HarnessAgent.builder()
    .toolResultEviction(ToolResultEvictionConfig.defaults())
    .build();

read_file / write_file / edit_file / grep_files / glob_files / list_files / memory_* / session_search are excluded by default — they either self-paginate or return tiny payloads. Shell execute is deliberately NOT excluded because command output can be arbitrarily large.

Details in Memory — Large tool-result offloading.

3. Overflow safety net

If the model returns context_length_exceeded / maximum context / token limit errors, HarnessAgent.recoverFromOverflow() runs a forced triggerMessages=1 extreme compaction and automatically retries once. Requires .compaction(...) to be configured at build time — otherwise the error propagates.

No extra configuration: turn on compaction, and overflow recovery comes along.

4. Pre-summary argument truncation (optional)

Before the LLM summary pass, a non-LLM string-truncation pass clips oversized tool-call args (write_file, edit_file bodies):

CompactionConfig.builder()
    .triggerMessages(80)
    .truncateArgs(CompactionConfig.TruncateArgsConfig.builder()
        .maxArgLength(2000)
        .truncationText("... [truncated] ...")
        .build())
    .build();

In many workloads this single step delays the summarization trigger considerably at near-zero cost.

Coordination with Memory

CompactionConfig.flushBeforeCompact (default true) decides whether to extract facts from the conversation prefix into long-term memory before summarizing — handled by MemoryFlushMiddleware + MemoryFlushManager, which read <workspace>/MEMORY.md and memory/*.md and incrementally append new facts. Once summarization drops the prefix messages, the information persists: the agent can pull it back via memory_search / memory_get.

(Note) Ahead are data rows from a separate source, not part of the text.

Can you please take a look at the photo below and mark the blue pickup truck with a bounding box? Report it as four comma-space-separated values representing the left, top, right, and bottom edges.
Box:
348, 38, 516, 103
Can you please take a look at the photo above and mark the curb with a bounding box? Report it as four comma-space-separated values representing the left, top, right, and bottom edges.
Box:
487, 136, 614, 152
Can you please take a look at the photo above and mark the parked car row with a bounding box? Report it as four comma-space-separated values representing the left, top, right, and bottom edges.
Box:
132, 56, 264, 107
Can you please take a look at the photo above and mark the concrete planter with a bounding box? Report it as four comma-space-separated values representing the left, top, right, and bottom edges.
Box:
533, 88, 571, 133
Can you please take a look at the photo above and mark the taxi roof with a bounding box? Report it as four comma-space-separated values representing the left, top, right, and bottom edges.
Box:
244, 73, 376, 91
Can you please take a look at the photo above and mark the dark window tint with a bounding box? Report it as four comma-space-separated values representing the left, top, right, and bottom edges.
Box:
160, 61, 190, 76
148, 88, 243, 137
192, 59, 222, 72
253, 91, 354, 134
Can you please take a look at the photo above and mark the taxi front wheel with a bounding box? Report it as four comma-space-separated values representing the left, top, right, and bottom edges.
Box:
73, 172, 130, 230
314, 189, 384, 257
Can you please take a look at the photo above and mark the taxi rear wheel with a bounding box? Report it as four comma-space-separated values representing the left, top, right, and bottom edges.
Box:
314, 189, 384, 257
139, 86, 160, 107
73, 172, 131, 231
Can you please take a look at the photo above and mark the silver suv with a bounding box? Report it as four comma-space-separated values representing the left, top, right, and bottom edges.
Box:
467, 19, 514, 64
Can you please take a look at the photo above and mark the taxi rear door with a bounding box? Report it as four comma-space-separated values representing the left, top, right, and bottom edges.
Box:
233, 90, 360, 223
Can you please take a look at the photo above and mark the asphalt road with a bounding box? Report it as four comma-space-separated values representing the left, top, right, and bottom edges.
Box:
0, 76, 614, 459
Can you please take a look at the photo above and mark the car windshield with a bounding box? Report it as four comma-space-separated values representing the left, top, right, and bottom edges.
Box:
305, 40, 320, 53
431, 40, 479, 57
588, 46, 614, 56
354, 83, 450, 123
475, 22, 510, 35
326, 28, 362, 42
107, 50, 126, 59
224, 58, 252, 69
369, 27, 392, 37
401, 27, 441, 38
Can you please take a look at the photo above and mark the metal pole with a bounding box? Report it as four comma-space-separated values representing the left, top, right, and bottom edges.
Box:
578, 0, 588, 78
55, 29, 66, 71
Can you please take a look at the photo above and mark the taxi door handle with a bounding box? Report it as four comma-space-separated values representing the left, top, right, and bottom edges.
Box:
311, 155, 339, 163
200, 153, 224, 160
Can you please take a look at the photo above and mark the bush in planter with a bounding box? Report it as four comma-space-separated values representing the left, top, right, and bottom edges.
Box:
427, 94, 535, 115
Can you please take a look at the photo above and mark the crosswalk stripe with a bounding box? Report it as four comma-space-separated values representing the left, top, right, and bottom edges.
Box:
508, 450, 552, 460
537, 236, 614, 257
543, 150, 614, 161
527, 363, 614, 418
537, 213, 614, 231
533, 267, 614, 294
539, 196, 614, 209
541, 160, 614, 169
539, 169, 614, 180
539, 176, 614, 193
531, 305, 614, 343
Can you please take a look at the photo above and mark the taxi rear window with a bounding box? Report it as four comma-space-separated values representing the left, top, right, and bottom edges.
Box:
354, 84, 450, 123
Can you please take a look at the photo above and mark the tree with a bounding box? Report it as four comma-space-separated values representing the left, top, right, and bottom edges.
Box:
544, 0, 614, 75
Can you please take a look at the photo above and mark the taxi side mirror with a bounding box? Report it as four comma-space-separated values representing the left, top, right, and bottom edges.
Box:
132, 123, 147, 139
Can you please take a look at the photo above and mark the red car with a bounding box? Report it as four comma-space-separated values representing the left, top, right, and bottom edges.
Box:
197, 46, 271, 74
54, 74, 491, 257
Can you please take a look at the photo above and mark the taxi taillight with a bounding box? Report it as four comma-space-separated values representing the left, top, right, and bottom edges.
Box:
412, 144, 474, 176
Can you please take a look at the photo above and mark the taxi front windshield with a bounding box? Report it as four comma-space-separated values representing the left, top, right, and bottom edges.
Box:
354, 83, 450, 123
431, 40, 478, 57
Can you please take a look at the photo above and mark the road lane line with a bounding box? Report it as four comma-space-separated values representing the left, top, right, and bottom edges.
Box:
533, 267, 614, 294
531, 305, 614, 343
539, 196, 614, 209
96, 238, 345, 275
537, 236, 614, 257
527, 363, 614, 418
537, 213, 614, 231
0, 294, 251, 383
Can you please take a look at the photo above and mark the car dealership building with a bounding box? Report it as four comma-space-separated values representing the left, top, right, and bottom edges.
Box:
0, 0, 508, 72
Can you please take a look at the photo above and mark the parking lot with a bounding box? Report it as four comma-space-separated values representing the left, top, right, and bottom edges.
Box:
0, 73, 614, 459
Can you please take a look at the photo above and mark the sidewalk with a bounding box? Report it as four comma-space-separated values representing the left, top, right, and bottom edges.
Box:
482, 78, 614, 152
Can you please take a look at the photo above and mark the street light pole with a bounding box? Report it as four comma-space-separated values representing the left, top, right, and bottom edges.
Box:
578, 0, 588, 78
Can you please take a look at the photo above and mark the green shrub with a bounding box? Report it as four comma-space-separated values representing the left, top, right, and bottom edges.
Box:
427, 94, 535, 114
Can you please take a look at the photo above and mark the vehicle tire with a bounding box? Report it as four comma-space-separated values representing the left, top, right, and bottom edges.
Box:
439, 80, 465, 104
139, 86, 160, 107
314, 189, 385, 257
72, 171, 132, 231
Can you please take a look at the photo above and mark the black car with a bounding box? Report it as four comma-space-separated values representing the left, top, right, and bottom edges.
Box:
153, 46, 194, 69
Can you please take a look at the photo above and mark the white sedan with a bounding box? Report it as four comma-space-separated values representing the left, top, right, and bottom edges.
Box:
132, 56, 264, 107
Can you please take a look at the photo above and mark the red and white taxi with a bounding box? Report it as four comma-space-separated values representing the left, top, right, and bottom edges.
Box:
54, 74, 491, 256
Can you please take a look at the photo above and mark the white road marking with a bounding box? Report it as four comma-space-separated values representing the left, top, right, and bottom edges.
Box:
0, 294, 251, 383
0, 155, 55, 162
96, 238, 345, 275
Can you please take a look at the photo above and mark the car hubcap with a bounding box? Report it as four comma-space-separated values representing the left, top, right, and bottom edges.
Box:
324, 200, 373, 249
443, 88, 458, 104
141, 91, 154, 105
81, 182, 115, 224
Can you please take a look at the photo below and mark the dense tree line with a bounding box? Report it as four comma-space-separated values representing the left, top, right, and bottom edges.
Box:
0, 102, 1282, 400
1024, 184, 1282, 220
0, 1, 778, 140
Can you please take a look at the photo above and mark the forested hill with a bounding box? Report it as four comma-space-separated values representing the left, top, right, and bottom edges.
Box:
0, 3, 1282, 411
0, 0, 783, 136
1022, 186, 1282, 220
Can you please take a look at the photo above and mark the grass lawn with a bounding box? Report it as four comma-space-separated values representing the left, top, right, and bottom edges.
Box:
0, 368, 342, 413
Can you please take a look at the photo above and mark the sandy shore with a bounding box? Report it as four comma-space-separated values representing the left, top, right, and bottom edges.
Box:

Similarly, offloadBeforeCompact (default true) writes the raw messages to the uncompressed *.log.jsonl before summarization, so session_search can still reach them.

The full Memory subsystem — two-tier structure, background maintenance (archive, merge), memory tools — is in Memory. Compaction and memory are commonly used together but have independent switches.

What compaction does not touch

ConversationCompactor only operates on the conversation message list in AgentState.contextMutable(). The following live in other AgentState fields and stay untouched by summarization:

  • Plan Mode state (AgentState.getPlanModeContext()): whether plan mode is active, current plan file path. The plan file itself lives under plans/ in the workspace and is managed by Plan Mode’s own lifecycle. See Plan Mode.

  • Subagent background tasks (task_id, status, result): stored at <workspace>/agents/<parentAgentId>/tasks/<sessionId>.json, managed by TaskRepository; completed results are injected back into the parent via a system reminder on the next reasoning turn — they do not enter the conversation message stream, so summarization can’t touch them. See Subagent — Background task storage.

  • todo_write task list (AgentState.getTasksContext()): independent field, persisted with AgentState but not in the compaction path. See Plan Mode — Interaction with todo_write.

  • Permission rules (getPermissionContext()): independent field, self-persisting.

Each of these owns its own state machine and recovery path; the compaction track is transparent to them — you can enable .compaction(...) without worrying about losing a plan or an in-flight background task.

Letting the agent inspect its own history

When session capability is on (the default), three query tools are registered automatically:

  • session_list agentId="..." — list an agent’s historical sessions.

  • session_history agentId="..." sessionId="..." lastN=20 — recent N messages of a session.

  • session_search query="..." agentId="..." — keyword search across history.

These tools read the uncompressed conversation log (<workspace>/agents/<agentId>/sessions/<sessionId>.log.jsonl), so even when the in-context conversation has been summarized, the agent can still pull up the original messages.